After our amazing lunch at KOTO on Wednesday, we headed across the street to the Temple of Literature, a very old Chinese temple compound in the heart of Hanoi. We took a few minutes to explore the temple grounds, the last of many, many temples we saw in our time in Asia.
After cleaning ourselves up a bit at our hotel (I have never sweated like I sweated in Hanoi), we took a short walk around part of Hoan Kiem Lake to one of Hanoi's best-known tourist attractions, the Thăng Long Water Puppetry Theater. This northern Vietnamese tradition dates back to the 11th century, and there are still four performances every day in central Hanoi. I think all the guidebooks' praise of the show had overhyped it a bit, though, because it ended up being a bit of a letdown.
We took a short walk from the theater to one of Hanoi's best restaurants, Wild Rice, which focuses on Vietnamese cuisine. Its sister restaurant, Wild Lotus, has taken a more international tack, combining pan-Asian specialities with Western influence. We started with another Vietnamese chicken salad and prawn and cashew spring rolls.
The salad was just as phenomenal as the one from lunch, and it inspired me to try to find Vietnamese salads back home. Unlike Thai salads, which were mostly vegetables even if they contained seafood or meat as well, this chicken salad was primarily chicken, more like Western composed salads. Combined with vegetables and Vietnamese flavoring, this made for a very different texture than the salads we had been having. The fried spring rolls, though delicious, were somewhat unremarkable. One of the pitfalls of traveling to the other side of the world for amazing food is that fresh food tends to stand out much more than fried food, even if the latter is also state of the art.
We moved on to pork with chili and lemongrass and prawns in peanut and tamarind sauce. We also wanted a vegetable, but our waiter said our choice, an eggplant dish, wasn't their best, steering us to another eggplant item that also had pork and proved to be as hearty as either of our other entrees.

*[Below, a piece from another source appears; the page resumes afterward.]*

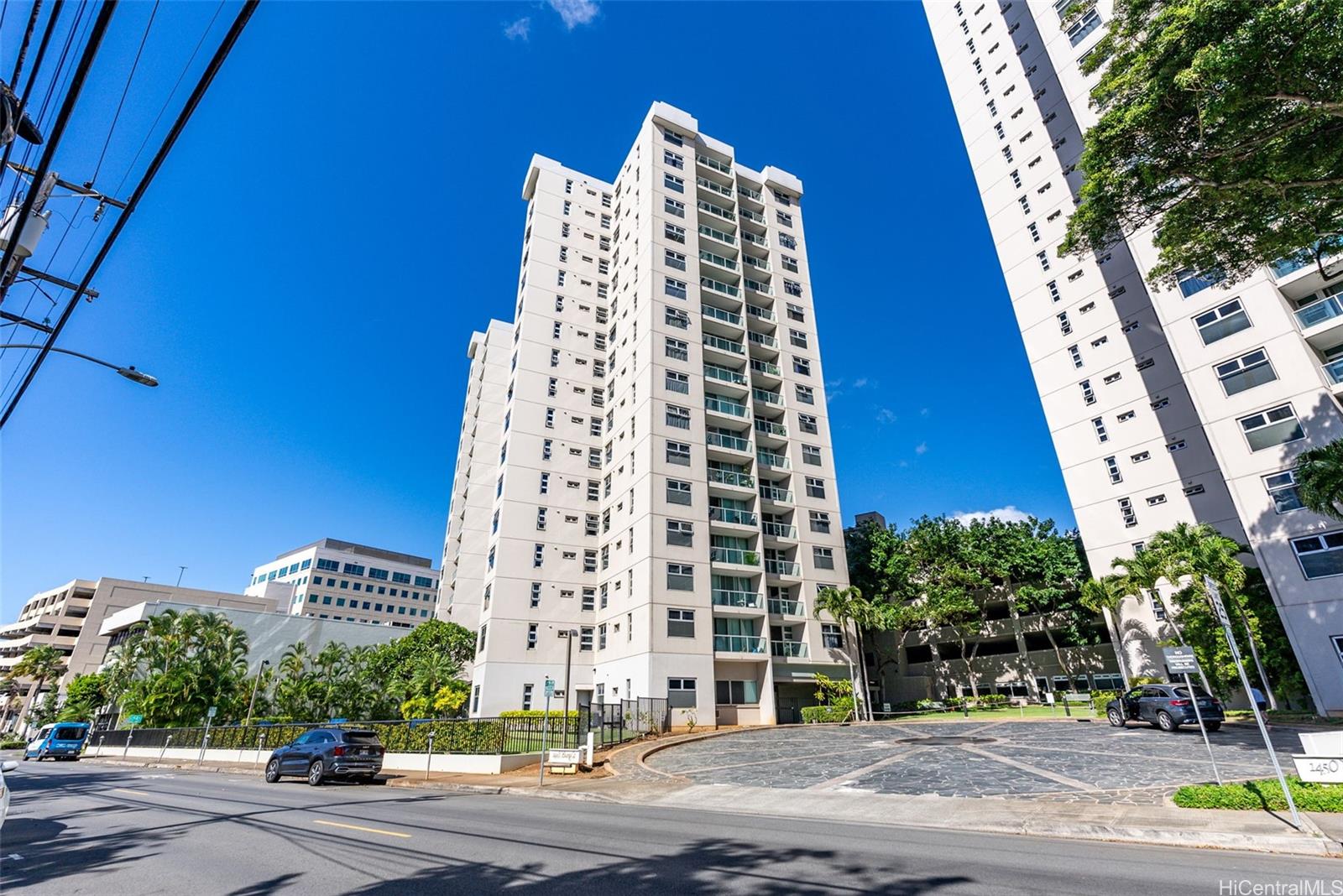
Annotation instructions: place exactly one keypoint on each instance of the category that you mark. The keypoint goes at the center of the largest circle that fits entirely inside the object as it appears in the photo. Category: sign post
(546, 726)
(1215, 597)
(1181, 660)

The pork dish exemplified the difference between Thai and Vietnamese cuisine, and was almost a return to some of our food in Hong Kong. The meat was tender and flavorful, in the same cooked-in manner asthe spicy Szechuan chicken we had, though with a very different taste. The accompanying vegetables were fresh and tasty as well. The sauce with the prawns was tangy, not spicy, but without becoming overly sweet. The eggplant was a full-bodied dish, with a delicious sauce and ingredients.
After dinner, we walked back to our hotel, and nightfall made Hanoi's thousands of motorcycles seem even more dramatic. We managed to get some good shots of them, too.
Dreaming of lakeside tai chi and spicy salads, we were asleep moments very shortly after returning to our hotel.